Lately, the focus has been on Sri Lanka, which is host next month to the Commonwealth summit. Citing a long list of concerns, Prime Minister Stephen Harper has announced he will boycott the meeting.
He pointed to allegations of extra judicial killings, disappearances and the jailing of political opponents and journalists — the type of thing that goes on in many countries that Canada has managed to remain on good terms with.
They say that the answer to a mystery often comes by following the money, but in this case it would make more sense to follow the votes.
The alleged victims in Sri Lanka are mainly members of the Tamil minority.
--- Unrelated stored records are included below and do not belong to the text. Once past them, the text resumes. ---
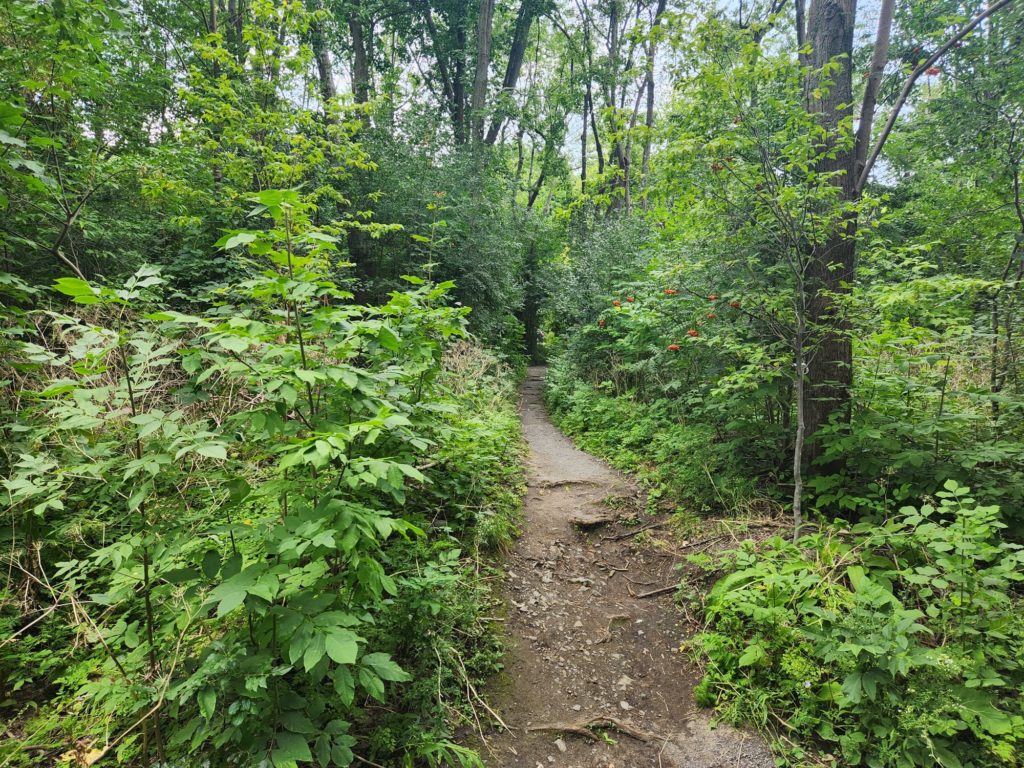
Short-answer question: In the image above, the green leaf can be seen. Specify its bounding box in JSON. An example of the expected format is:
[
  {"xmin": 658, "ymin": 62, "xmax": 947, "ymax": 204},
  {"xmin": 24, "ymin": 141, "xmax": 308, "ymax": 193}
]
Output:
[
  {"xmin": 203, "ymin": 549, "xmax": 220, "ymax": 579},
  {"xmin": 270, "ymin": 731, "xmax": 313, "ymax": 768},
  {"xmin": 360, "ymin": 653, "xmax": 413, "ymax": 683},
  {"xmin": 326, "ymin": 630, "xmax": 359, "ymax": 664},
  {"xmin": 739, "ymin": 643, "xmax": 768, "ymax": 667},
  {"xmin": 196, "ymin": 442, "xmax": 227, "ymax": 461},
  {"xmin": 217, "ymin": 232, "xmax": 257, "ymax": 251},
  {"xmin": 198, "ymin": 688, "xmax": 217, "ymax": 720},
  {"xmin": 334, "ymin": 667, "xmax": 355, "ymax": 707},
  {"xmin": 53, "ymin": 278, "xmax": 99, "ymax": 304},
  {"xmin": 377, "ymin": 326, "xmax": 399, "ymax": 352}
]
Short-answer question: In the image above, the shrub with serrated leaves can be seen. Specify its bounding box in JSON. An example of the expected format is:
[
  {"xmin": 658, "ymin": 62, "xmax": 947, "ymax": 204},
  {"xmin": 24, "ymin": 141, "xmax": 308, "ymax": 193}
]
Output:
[
  {"xmin": 692, "ymin": 481, "xmax": 1024, "ymax": 768},
  {"xmin": 0, "ymin": 190, "xmax": 515, "ymax": 767}
]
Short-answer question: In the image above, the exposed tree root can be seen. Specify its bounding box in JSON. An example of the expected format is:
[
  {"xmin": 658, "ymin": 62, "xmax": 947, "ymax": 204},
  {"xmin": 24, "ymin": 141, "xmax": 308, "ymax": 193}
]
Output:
[{"xmin": 526, "ymin": 715, "xmax": 657, "ymax": 741}]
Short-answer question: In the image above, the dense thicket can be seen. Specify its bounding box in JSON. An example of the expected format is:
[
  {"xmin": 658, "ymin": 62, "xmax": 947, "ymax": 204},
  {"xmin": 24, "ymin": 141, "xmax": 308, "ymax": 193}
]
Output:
[{"xmin": 0, "ymin": 0, "xmax": 1024, "ymax": 767}]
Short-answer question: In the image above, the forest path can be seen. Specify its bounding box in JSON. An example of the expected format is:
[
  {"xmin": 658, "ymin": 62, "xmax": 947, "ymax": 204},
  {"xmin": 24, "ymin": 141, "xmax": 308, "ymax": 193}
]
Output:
[{"xmin": 485, "ymin": 368, "xmax": 773, "ymax": 768}]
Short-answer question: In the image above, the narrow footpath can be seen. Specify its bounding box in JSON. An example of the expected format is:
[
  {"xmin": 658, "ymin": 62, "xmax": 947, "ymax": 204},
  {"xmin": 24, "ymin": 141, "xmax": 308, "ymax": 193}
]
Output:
[{"xmin": 485, "ymin": 368, "xmax": 773, "ymax": 768}]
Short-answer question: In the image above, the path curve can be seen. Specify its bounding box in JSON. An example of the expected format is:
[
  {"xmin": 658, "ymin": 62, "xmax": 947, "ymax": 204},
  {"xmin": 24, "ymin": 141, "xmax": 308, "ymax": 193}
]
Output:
[{"xmin": 486, "ymin": 368, "xmax": 773, "ymax": 768}]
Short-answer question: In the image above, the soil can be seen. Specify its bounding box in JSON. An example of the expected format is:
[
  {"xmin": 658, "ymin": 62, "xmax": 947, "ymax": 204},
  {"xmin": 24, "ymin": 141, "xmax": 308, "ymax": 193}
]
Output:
[{"xmin": 485, "ymin": 368, "xmax": 773, "ymax": 768}]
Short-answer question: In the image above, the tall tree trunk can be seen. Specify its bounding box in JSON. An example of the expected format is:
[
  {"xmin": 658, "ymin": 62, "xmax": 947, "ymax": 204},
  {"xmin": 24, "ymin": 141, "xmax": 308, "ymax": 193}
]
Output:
[
  {"xmin": 345, "ymin": 7, "xmax": 377, "ymax": 303},
  {"xmin": 348, "ymin": 0, "xmax": 370, "ymax": 104},
  {"xmin": 469, "ymin": 0, "xmax": 495, "ymax": 143},
  {"xmin": 307, "ymin": 0, "xmax": 338, "ymax": 112},
  {"xmin": 452, "ymin": 8, "xmax": 466, "ymax": 144},
  {"xmin": 640, "ymin": 0, "xmax": 668, "ymax": 179},
  {"xmin": 484, "ymin": 0, "xmax": 540, "ymax": 144},
  {"xmin": 806, "ymin": 0, "xmax": 857, "ymax": 469}
]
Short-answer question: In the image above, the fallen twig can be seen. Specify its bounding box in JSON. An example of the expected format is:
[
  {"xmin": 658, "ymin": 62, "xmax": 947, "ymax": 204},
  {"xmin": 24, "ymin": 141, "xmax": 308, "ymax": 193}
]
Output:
[
  {"xmin": 526, "ymin": 715, "xmax": 657, "ymax": 741},
  {"xmin": 601, "ymin": 520, "xmax": 669, "ymax": 542},
  {"xmin": 636, "ymin": 584, "xmax": 679, "ymax": 600}
]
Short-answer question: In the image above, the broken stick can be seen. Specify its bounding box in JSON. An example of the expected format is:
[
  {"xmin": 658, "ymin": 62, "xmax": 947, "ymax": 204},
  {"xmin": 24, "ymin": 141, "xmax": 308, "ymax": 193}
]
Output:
[{"xmin": 526, "ymin": 715, "xmax": 657, "ymax": 741}]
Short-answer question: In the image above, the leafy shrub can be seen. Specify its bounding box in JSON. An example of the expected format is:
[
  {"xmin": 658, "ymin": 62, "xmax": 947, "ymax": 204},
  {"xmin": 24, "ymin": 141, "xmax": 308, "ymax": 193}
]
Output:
[
  {"xmin": 547, "ymin": 358, "xmax": 759, "ymax": 512},
  {"xmin": 0, "ymin": 190, "xmax": 520, "ymax": 767},
  {"xmin": 693, "ymin": 481, "xmax": 1024, "ymax": 768}
]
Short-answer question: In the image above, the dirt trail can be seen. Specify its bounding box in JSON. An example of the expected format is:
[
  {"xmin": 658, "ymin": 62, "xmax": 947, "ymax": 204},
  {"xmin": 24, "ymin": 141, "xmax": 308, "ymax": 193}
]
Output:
[{"xmin": 486, "ymin": 368, "xmax": 772, "ymax": 768}]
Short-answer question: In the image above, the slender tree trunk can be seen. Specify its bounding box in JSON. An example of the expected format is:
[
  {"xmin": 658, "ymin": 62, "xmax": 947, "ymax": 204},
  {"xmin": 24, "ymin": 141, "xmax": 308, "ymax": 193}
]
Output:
[
  {"xmin": 348, "ymin": 1, "xmax": 370, "ymax": 104},
  {"xmin": 640, "ymin": 0, "xmax": 668, "ymax": 179},
  {"xmin": 793, "ymin": 331, "xmax": 807, "ymax": 541},
  {"xmin": 469, "ymin": 0, "xmax": 495, "ymax": 143},
  {"xmin": 805, "ymin": 0, "xmax": 857, "ymax": 471},
  {"xmin": 345, "ymin": 8, "xmax": 377, "ymax": 303},
  {"xmin": 854, "ymin": 0, "xmax": 896, "ymax": 182},
  {"xmin": 307, "ymin": 0, "xmax": 338, "ymax": 112},
  {"xmin": 484, "ymin": 0, "xmax": 540, "ymax": 144},
  {"xmin": 522, "ymin": 240, "xmax": 541, "ymax": 365},
  {"xmin": 452, "ymin": 13, "xmax": 466, "ymax": 144}
]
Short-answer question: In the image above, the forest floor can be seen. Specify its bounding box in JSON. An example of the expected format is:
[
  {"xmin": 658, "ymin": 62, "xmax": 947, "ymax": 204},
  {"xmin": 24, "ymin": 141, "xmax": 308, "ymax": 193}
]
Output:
[{"xmin": 477, "ymin": 368, "xmax": 773, "ymax": 768}]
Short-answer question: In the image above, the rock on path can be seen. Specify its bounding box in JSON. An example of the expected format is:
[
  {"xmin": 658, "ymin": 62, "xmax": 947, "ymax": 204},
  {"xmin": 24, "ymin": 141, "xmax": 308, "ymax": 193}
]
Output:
[{"xmin": 484, "ymin": 368, "xmax": 773, "ymax": 768}]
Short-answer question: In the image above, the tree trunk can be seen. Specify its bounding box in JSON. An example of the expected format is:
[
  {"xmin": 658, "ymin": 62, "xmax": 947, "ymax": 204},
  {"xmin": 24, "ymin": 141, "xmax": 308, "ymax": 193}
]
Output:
[
  {"xmin": 452, "ymin": 13, "xmax": 466, "ymax": 144},
  {"xmin": 640, "ymin": 0, "xmax": 668, "ymax": 179},
  {"xmin": 484, "ymin": 0, "xmax": 539, "ymax": 144},
  {"xmin": 522, "ymin": 241, "xmax": 541, "ymax": 366},
  {"xmin": 806, "ymin": 0, "xmax": 857, "ymax": 471},
  {"xmin": 348, "ymin": 2, "xmax": 370, "ymax": 104},
  {"xmin": 469, "ymin": 0, "xmax": 495, "ymax": 143},
  {"xmin": 307, "ymin": 0, "xmax": 338, "ymax": 111}
]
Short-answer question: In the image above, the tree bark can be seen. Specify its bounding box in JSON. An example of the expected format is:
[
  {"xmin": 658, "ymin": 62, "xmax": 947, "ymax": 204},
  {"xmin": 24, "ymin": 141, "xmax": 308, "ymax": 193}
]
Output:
[
  {"xmin": 484, "ymin": 0, "xmax": 539, "ymax": 144},
  {"xmin": 307, "ymin": 0, "xmax": 338, "ymax": 111},
  {"xmin": 805, "ymin": 0, "xmax": 857, "ymax": 471},
  {"xmin": 854, "ymin": 0, "xmax": 896, "ymax": 182},
  {"xmin": 640, "ymin": 0, "xmax": 668, "ymax": 179},
  {"xmin": 348, "ymin": 0, "xmax": 370, "ymax": 104},
  {"xmin": 469, "ymin": 0, "xmax": 495, "ymax": 143}
]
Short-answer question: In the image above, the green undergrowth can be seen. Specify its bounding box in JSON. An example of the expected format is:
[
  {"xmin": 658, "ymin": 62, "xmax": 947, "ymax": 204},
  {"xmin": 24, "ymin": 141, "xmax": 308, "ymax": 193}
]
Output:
[
  {"xmin": 545, "ymin": 361, "xmax": 765, "ymax": 514},
  {"xmin": 0, "ymin": 214, "xmax": 524, "ymax": 768},
  {"xmin": 684, "ymin": 481, "xmax": 1024, "ymax": 768}
]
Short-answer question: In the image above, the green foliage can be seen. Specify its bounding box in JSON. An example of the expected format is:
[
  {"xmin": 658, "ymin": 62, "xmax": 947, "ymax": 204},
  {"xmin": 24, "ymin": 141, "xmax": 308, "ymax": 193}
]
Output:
[
  {"xmin": 546, "ymin": 356, "xmax": 760, "ymax": 513},
  {"xmin": 692, "ymin": 481, "xmax": 1024, "ymax": 768},
  {"xmin": 0, "ymin": 190, "xmax": 520, "ymax": 765}
]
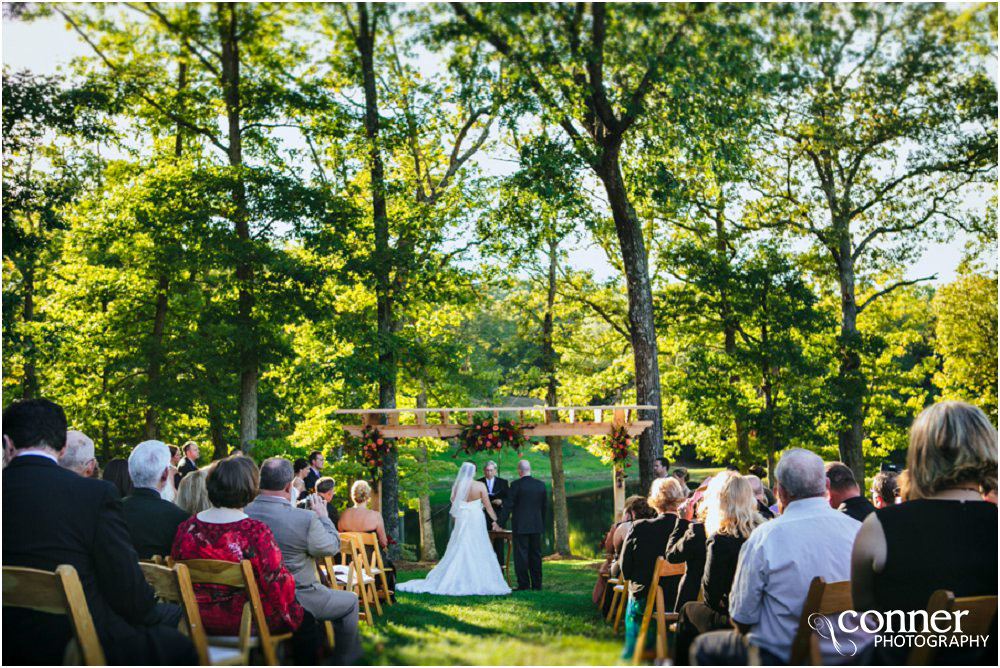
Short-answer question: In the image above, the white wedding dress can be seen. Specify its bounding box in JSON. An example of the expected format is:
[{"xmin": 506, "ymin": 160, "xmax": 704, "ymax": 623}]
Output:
[{"xmin": 396, "ymin": 463, "xmax": 510, "ymax": 596}]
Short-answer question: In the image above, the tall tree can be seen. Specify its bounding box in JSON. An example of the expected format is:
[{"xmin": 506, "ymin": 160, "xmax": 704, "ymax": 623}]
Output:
[
  {"xmin": 452, "ymin": 3, "xmax": 747, "ymax": 486},
  {"xmin": 753, "ymin": 4, "xmax": 997, "ymax": 479}
]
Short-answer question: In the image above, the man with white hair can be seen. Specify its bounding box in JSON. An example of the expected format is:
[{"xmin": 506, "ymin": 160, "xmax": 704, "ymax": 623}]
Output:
[
  {"xmin": 122, "ymin": 441, "xmax": 188, "ymax": 559},
  {"xmin": 690, "ymin": 448, "xmax": 861, "ymax": 666},
  {"xmin": 59, "ymin": 429, "xmax": 97, "ymax": 478}
]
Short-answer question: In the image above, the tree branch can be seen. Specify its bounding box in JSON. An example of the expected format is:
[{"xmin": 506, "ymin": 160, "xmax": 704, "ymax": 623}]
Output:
[{"xmin": 857, "ymin": 274, "xmax": 937, "ymax": 313}]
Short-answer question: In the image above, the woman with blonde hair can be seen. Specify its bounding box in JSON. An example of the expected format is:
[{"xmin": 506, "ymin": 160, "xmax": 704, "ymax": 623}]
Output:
[
  {"xmin": 675, "ymin": 471, "xmax": 764, "ymax": 665},
  {"xmin": 174, "ymin": 465, "xmax": 212, "ymax": 515},
  {"xmin": 337, "ymin": 480, "xmax": 389, "ymax": 549},
  {"xmin": 618, "ymin": 476, "xmax": 688, "ymax": 659},
  {"xmin": 851, "ymin": 401, "xmax": 997, "ymax": 665}
]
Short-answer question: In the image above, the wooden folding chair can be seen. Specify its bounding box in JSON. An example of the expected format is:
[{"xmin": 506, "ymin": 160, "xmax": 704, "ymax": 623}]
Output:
[
  {"xmin": 3, "ymin": 564, "xmax": 107, "ymax": 666},
  {"xmin": 174, "ymin": 559, "xmax": 292, "ymax": 666},
  {"xmin": 632, "ymin": 557, "xmax": 686, "ymax": 666},
  {"xmin": 906, "ymin": 589, "xmax": 997, "ymax": 666},
  {"xmin": 333, "ymin": 535, "xmax": 382, "ymax": 624},
  {"xmin": 139, "ymin": 558, "xmax": 250, "ymax": 666},
  {"xmin": 340, "ymin": 531, "xmax": 392, "ymax": 614},
  {"xmin": 788, "ymin": 576, "xmax": 851, "ymax": 666}
]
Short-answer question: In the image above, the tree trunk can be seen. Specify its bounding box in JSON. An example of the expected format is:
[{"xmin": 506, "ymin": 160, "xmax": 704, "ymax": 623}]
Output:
[
  {"xmin": 417, "ymin": 383, "xmax": 438, "ymax": 561},
  {"xmin": 542, "ymin": 241, "xmax": 570, "ymax": 556},
  {"xmin": 216, "ymin": 3, "xmax": 259, "ymax": 451},
  {"xmin": 145, "ymin": 275, "xmax": 170, "ymax": 440},
  {"xmin": 355, "ymin": 2, "xmax": 399, "ymax": 558},
  {"xmin": 595, "ymin": 145, "xmax": 663, "ymax": 490},
  {"xmin": 837, "ymin": 234, "xmax": 866, "ymax": 485},
  {"xmin": 715, "ymin": 214, "xmax": 750, "ymax": 473},
  {"xmin": 21, "ymin": 262, "xmax": 38, "ymax": 399}
]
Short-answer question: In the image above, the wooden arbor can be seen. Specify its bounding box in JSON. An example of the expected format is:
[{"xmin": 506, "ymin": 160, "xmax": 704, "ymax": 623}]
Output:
[{"xmin": 333, "ymin": 406, "xmax": 655, "ymax": 522}]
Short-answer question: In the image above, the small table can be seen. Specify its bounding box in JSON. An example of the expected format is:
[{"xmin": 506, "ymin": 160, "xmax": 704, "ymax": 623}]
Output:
[{"xmin": 489, "ymin": 529, "xmax": 514, "ymax": 585}]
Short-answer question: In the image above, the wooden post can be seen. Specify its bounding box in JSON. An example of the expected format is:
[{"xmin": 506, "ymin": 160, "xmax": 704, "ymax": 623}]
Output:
[
  {"xmin": 611, "ymin": 464, "xmax": 625, "ymax": 522},
  {"xmin": 611, "ymin": 408, "xmax": 625, "ymax": 522}
]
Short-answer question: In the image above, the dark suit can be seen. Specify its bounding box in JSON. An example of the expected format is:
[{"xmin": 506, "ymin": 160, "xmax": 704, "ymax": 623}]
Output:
[
  {"xmin": 504, "ymin": 475, "xmax": 549, "ymax": 589},
  {"xmin": 122, "ymin": 487, "xmax": 191, "ymax": 559},
  {"xmin": 302, "ymin": 466, "xmax": 320, "ymax": 494},
  {"xmin": 3, "ymin": 455, "xmax": 197, "ymax": 664},
  {"xmin": 177, "ymin": 457, "xmax": 198, "ymax": 478},
  {"xmin": 667, "ymin": 519, "xmax": 706, "ymax": 610},
  {"xmin": 479, "ymin": 476, "xmax": 510, "ymax": 565},
  {"xmin": 837, "ymin": 496, "xmax": 875, "ymax": 522}
]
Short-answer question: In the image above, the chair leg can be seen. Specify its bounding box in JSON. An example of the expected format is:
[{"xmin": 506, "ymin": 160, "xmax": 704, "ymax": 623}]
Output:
[
  {"xmin": 604, "ymin": 585, "xmax": 619, "ymax": 624},
  {"xmin": 611, "ymin": 590, "xmax": 628, "ymax": 633}
]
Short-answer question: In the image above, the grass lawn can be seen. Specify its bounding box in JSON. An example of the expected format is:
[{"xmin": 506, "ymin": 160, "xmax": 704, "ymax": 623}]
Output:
[{"xmin": 362, "ymin": 561, "xmax": 622, "ymax": 665}]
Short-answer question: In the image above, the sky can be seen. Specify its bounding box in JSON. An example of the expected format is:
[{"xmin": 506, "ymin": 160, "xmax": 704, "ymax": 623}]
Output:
[{"xmin": 0, "ymin": 9, "xmax": 996, "ymax": 284}]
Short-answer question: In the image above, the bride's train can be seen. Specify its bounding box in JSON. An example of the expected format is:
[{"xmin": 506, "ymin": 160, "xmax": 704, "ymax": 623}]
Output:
[{"xmin": 396, "ymin": 464, "xmax": 510, "ymax": 596}]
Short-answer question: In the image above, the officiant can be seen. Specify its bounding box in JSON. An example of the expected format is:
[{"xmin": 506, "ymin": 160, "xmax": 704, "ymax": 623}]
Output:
[{"xmin": 479, "ymin": 461, "xmax": 510, "ymax": 566}]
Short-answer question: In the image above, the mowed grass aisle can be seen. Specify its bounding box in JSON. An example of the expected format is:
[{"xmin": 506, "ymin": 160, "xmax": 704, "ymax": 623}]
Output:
[{"xmin": 362, "ymin": 561, "xmax": 622, "ymax": 665}]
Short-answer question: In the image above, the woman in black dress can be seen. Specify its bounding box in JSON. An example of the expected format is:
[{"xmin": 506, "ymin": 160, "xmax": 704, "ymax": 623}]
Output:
[
  {"xmin": 851, "ymin": 401, "xmax": 997, "ymax": 665},
  {"xmin": 675, "ymin": 471, "xmax": 764, "ymax": 665}
]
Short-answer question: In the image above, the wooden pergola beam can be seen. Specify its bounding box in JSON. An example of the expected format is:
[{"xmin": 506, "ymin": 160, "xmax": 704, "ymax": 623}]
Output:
[{"xmin": 343, "ymin": 420, "xmax": 653, "ymax": 438}]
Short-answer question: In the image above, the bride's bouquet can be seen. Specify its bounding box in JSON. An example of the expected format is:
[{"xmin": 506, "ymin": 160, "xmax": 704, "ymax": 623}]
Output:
[{"xmin": 453, "ymin": 418, "xmax": 528, "ymax": 457}]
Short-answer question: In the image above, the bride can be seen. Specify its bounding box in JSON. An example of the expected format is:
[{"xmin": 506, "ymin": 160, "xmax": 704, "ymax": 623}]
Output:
[{"xmin": 396, "ymin": 462, "xmax": 510, "ymax": 596}]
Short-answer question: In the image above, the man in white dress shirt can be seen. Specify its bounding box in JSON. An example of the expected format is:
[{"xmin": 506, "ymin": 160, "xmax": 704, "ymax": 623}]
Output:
[{"xmin": 691, "ymin": 448, "xmax": 861, "ymax": 666}]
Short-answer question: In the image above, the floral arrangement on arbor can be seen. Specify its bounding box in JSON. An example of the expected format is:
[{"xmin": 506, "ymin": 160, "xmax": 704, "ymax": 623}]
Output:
[
  {"xmin": 452, "ymin": 418, "xmax": 528, "ymax": 458},
  {"xmin": 603, "ymin": 426, "xmax": 632, "ymax": 468},
  {"xmin": 350, "ymin": 425, "xmax": 392, "ymax": 481}
]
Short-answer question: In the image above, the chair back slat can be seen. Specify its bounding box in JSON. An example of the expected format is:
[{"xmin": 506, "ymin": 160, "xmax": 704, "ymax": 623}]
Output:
[
  {"xmin": 139, "ymin": 559, "xmax": 211, "ymax": 666},
  {"xmin": 788, "ymin": 576, "xmax": 852, "ymax": 666},
  {"xmin": 3, "ymin": 564, "xmax": 107, "ymax": 666},
  {"xmin": 174, "ymin": 559, "xmax": 246, "ymax": 589},
  {"xmin": 906, "ymin": 589, "xmax": 997, "ymax": 666}
]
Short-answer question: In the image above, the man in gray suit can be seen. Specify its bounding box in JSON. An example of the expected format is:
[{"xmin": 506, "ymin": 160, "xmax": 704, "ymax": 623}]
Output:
[{"xmin": 243, "ymin": 457, "xmax": 361, "ymax": 665}]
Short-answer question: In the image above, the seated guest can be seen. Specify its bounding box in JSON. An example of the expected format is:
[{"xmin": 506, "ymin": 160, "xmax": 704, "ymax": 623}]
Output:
[
  {"xmin": 619, "ymin": 476, "xmax": 687, "ymax": 659},
  {"xmin": 826, "ymin": 462, "xmax": 875, "ymax": 522},
  {"xmin": 103, "ymin": 457, "xmax": 132, "ymax": 499},
  {"xmin": 862, "ymin": 471, "xmax": 899, "ymax": 508},
  {"xmin": 676, "ymin": 471, "xmax": 764, "ymax": 665},
  {"xmin": 667, "ymin": 476, "xmax": 720, "ymax": 610},
  {"xmin": 851, "ymin": 401, "xmax": 997, "ymax": 665},
  {"xmin": 246, "ymin": 457, "xmax": 361, "ymax": 665},
  {"xmin": 177, "ymin": 441, "xmax": 200, "ymax": 480},
  {"xmin": 122, "ymin": 441, "xmax": 190, "ymax": 559},
  {"xmin": 170, "ymin": 457, "xmax": 303, "ymax": 635},
  {"xmin": 3, "ymin": 399, "xmax": 197, "ymax": 665},
  {"xmin": 743, "ymin": 474, "xmax": 774, "ymax": 520},
  {"xmin": 174, "ymin": 464, "xmax": 214, "ymax": 515},
  {"xmin": 292, "ymin": 457, "xmax": 309, "ymax": 504},
  {"xmin": 340, "ymin": 478, "xmax": 389, "ymax": 548},
  {"xmin": 59, "ymin": 429, "xmax": 97, "ymax": 478},
  {"xmin": 690, "ymin": 448, "xmax": 864, "ymax": 666}
]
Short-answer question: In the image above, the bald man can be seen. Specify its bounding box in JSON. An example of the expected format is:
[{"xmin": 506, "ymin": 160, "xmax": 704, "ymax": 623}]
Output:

This ethnic group has long been at odds with the Sinhalese majority and recently lost a brutal war of separation.
As a result, many of them left the country to find a more peaceful and prosperous life — making Canada, and, in particular, the Toronto area, the world’s largest home of expatriate Tamils.
For most Canadians, it amounts to barely a blip on the radar when Harper muses about cutting the $20 million Canada contributes to running the Commonwealth. After all, Kamloops spends more than that every year on parks and recreation alone.
But for Tamil-Canadians pondering who to vote for, it is a burning issue and one that could help decide which party wins ridings in Toronto — a key area where Conservatives long for a breakthrough.
Meanwhile, the leaders of countries such as Australia and New Zealand say they’re quite
happy to attend the Commonwealth summit, and hope to use their influence to improve conditions in Sri Lanka. They insist that engagement works better than shunning.
“You do not make new friends by rubbishing your old friends or abandoning your old friends,” Australian prime minister Tony Abbott said.
The Sri Lankan government has accused Canada of playing domestic politics on its back. We can see its point.